Currently, we are with just over 60 employees within PHPro, these employees are truly the heart of our company.
Vicky Laurijssen is PHP developer and technical lead architect. In April she will be working at PHPro for 8 years and we can't let that go unnoticed.
Based on a short interview she told us how she ended up in web development and why she prefers PHPro over other companies.
Are you curious about her story? Then read on!
Good morning Vicky, first of all thank you for making time for this interview. Can you briefly introduce yourself?
Hi, I'm Vicky Laurijssen. I've been working at PHPro since April 2012, for almost 8 years. I'm actually one of the first employees that PHPro has hired. I am PHP developer and technical lead architect. I am mainly involved in e-commerce projects, primarily Magento and soon OroCommerce.
Super interesting! Why did you choose web development? Is it because of your studies or did you decide to do it yourself?
In the end, I did study for it. As an eighteen-year-old I had an ASO-degree and I didn't know at all what I wanted to do.
I went to university to study mathematics because I thought that astronomy sounded very 'fancy' and would be interesting, but I didn't know what I could achieve with it later on. After a year and a half it turned out to be a bit difficult and I quit. Since I still had half a school year and could not register for another course, I started making websites with 'my crazy head'. I taught myself HTML and CSS and that was really something I liked to do. From this interest I followed a course in "Graphic and digital media". Unfortunately the training was more focused on web design and less on programming.
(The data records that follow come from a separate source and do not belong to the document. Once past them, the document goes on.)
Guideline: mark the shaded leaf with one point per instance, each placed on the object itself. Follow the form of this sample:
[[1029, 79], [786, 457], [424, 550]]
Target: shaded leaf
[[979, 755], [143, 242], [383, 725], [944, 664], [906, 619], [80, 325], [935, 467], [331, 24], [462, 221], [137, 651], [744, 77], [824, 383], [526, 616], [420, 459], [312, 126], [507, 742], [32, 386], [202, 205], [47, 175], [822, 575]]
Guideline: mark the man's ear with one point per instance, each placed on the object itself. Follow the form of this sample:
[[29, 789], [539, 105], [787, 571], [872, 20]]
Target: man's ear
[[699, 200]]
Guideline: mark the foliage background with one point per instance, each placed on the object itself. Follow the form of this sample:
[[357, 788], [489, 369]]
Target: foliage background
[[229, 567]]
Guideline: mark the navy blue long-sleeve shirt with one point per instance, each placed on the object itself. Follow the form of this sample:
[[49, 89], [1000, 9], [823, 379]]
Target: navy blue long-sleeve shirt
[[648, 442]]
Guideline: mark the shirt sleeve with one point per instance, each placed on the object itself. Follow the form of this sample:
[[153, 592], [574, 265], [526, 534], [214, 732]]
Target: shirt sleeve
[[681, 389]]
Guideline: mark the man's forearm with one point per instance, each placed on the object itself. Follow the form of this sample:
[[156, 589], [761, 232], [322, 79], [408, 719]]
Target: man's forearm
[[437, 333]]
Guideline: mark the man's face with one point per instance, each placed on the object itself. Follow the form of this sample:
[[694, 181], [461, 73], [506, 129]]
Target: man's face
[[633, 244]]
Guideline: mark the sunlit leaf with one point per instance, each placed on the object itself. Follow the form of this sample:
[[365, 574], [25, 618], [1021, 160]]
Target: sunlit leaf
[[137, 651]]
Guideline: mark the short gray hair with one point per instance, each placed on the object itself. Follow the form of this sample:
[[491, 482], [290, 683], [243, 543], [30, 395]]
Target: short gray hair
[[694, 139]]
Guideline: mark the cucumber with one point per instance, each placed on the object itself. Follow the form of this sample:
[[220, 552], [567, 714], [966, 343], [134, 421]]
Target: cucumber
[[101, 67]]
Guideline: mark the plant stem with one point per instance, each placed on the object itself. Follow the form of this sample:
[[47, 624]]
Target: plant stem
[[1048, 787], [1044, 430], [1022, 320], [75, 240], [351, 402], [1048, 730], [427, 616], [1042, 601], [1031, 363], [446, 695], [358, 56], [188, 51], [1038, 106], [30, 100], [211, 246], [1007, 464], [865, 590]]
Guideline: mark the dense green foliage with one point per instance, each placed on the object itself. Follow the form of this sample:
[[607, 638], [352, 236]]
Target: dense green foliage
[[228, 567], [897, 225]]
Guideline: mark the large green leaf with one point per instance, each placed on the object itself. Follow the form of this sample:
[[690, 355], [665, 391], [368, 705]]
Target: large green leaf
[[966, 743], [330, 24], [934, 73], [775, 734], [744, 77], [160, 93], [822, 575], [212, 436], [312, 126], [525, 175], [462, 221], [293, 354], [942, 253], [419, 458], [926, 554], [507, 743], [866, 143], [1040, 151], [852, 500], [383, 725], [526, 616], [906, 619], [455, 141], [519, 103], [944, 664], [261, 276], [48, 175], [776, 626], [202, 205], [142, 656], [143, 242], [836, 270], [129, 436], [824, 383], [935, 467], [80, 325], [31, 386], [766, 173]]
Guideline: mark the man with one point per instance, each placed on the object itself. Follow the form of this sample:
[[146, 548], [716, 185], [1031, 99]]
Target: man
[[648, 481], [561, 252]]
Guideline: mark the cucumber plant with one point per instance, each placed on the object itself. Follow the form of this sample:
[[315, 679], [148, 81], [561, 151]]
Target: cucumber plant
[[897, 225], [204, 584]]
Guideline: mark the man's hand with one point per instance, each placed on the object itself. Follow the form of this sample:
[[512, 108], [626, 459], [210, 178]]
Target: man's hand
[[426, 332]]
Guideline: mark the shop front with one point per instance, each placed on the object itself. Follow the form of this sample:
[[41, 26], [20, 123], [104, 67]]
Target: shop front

Did you find programming more interesting than design?
I was also interested in computer science, but this seemed a bit dull to me.
The course was mainly focused on desktop applications and programming. Less focused on internet applications and that was a pity. To create Internet applications seemed much more interesting to me at the time as it is also more visual. That's why I had hoped that the graphic and digital media course would be a bit more technical, but it wasn't. When I was hired for my first job, I wanted to learn more about the things I found interesting.
This was also disappointing. Then I decided to study Applied Computer Science in order to get the necessary technical knowledge.
It graces you that you have followed your heart and immersed yourself in your interests.
I knew I could program a bit from my past experience. At university, I had a course in "Principles of Programming in Java". That was one of the few courses I passed and I even had good results for it.
Did you work for another employee before you started at PHPro?
I had a role as a web designer and developer before I started at PHPro. The company I worked for was mainly focused on event management. I did everything web related, creating banners in Photoshop and creating and sending out newsletters. It was rather simple and marketing oriented.
Did your knowledge and background in graphics design helped you with web development?
I see it as something positive. I understand graphic designers and know what they pay attention to and what they look at. This is useful if I have to build the website.
You already have experience with HTML, CSS, graphics and programming. In the meantime, you have also gained work experience. How did you end up at PHPro?
During my Applied Informatics training I also had to do an internship. I wanted to do something with PHP.
I ended up at GroupWave for an internship project. Here I created a CV application (predecessor of Faradoo, internal tool for managing individual curricula nvdr.).
The idea was to create an environment where we could fill in all the details of a CV. Third parties could consult this CV and print it out in PDF format in a template of their choice. The initial idea was developed by me in 2011, at that time in Zend Framework 1. My internship supervisor was Ken Janssen, he started at PHPro around 2012 and they were still looking for PHP developers, which is how I ended up at PHPro. So I started and stayed here!
Why do you like working at PHPro? What is your best experience at PHPro in these 8 years?
It depends. The work I do and can do at PHPro is the type of job I like to do in general.
In my previous job there were three of us and I was the "specialist" while I didn't feel I had enough knowledge. I had to take care of all the technical solutions, which was actually a bit odd. I also didn't have anyone to fall back on, which was a pity.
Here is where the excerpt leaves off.